Ohatsu transmitted the terms to Yodo-dono who, terrified, asked Ōno Harunaga, Oda Nobukatsu and Hideyori's seven top advisers to accept the terms of the surrender. Lady Acha went to the enemy headquarters and held again a peace conference with Ohatsu and Okurakyo no Tsubone, maid of Yodo-dono. The conference was held by women only. She was told that the outer ditch should be filled by Ieyasu's men. The peace treaty was successfully carried out, but in 1615 once again the Toyotomi clan rebelled with the Tokugawa clan. As a result, Hideyori and Yodo-dono committed suicide in the flames of Osaka castle.

== Later ==
After Ieyasu's death, she moved to Edo, she gained a mansion and 300 koku.

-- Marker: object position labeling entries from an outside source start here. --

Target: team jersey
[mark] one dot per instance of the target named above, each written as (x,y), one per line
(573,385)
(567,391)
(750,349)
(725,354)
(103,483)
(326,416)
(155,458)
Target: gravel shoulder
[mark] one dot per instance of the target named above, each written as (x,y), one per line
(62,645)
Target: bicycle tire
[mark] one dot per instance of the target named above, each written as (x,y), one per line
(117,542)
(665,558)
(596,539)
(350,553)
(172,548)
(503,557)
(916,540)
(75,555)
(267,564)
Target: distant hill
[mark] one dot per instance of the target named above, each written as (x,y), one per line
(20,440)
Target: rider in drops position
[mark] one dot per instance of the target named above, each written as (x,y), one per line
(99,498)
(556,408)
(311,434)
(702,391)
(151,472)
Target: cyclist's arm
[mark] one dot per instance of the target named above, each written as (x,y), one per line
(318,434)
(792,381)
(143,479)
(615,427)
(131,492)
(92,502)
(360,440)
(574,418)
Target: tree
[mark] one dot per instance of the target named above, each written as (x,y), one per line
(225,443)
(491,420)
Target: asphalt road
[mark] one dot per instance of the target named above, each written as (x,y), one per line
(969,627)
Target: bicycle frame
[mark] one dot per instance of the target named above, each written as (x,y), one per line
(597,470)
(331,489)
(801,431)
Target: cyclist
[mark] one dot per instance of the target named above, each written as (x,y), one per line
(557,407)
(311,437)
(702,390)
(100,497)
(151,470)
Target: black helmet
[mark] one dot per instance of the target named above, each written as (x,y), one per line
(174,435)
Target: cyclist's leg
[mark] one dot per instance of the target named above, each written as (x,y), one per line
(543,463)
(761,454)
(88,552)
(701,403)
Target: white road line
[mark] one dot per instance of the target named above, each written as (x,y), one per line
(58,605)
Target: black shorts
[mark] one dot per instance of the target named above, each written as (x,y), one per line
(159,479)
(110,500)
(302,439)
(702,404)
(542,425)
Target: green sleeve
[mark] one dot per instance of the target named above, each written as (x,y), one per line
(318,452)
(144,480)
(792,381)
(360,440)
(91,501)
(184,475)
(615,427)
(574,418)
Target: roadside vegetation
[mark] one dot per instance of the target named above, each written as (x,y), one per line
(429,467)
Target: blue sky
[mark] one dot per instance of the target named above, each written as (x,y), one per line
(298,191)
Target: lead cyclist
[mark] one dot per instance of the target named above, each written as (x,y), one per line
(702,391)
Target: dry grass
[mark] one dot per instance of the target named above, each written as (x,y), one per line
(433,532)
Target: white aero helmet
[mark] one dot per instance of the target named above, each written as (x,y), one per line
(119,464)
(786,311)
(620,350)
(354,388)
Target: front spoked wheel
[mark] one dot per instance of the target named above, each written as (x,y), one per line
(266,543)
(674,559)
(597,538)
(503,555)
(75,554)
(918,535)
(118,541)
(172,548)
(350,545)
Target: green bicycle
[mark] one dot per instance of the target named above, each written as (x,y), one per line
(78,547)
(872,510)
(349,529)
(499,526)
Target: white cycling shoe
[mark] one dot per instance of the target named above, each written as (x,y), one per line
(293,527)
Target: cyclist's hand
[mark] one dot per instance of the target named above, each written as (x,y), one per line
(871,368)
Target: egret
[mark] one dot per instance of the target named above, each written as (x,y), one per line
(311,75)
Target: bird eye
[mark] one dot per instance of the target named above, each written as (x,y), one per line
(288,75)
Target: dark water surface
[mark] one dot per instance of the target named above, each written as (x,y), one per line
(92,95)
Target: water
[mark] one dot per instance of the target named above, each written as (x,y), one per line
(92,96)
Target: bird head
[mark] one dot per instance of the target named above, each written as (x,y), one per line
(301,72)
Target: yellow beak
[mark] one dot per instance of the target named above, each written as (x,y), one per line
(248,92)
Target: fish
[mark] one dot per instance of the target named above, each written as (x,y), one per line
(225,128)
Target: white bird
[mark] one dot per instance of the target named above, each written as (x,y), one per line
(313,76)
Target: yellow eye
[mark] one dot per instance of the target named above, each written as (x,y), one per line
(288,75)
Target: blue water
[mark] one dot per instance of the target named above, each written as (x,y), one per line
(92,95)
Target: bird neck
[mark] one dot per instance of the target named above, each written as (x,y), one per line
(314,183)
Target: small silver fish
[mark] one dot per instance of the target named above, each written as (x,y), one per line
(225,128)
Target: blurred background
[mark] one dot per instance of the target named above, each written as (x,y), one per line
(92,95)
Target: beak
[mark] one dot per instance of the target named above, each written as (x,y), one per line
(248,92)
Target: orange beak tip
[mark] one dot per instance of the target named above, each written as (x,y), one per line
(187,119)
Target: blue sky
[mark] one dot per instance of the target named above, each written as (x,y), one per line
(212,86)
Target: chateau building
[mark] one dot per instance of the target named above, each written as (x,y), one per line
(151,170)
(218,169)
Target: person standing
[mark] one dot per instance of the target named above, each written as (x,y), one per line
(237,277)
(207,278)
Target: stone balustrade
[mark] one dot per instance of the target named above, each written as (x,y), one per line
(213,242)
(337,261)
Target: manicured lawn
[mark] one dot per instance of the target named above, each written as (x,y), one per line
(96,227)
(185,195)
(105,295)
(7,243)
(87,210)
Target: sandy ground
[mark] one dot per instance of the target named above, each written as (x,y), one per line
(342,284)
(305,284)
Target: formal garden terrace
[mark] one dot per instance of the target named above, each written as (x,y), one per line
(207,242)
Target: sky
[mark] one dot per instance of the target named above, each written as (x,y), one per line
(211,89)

Since she served as Moriyaku (guardian) at the time when Tokugawa Kazuko (Empress consort of Japan at this time) entered into court, she was granted Juichii (Junior First Rank) by Emperor Gomizunoo. After the death of Hidetada, she entered into priesthood and called herself as Unkōin (雲光院). Died in 1637 at the age of 83, and buried in Unkōin (Miyoshi, Koto Ward, Tokyo).

== Honours ==

- Junior First Rank (Juichii)

== Bibliography ==

- Bryant, Anthony (1995). "Sekigahara 1600: The Final Struggle For Power"

- Davis, Paul K. (2001). "Besieged: 100 Great Sieges from Jericho to Sarajevo." Oxford: Oxford University Press.
- 戦況図録大坂の陣―永き戦乱の世に終止符を打った日本史上最大規模の攻城戦(2004) 新人物往来社 ISBN 978-4-404-03056-6
- Sansom, George (1961). A History of Japan, 1334–1615. Stanford: Stanford University Press. ISBN 0-8047-0525-9.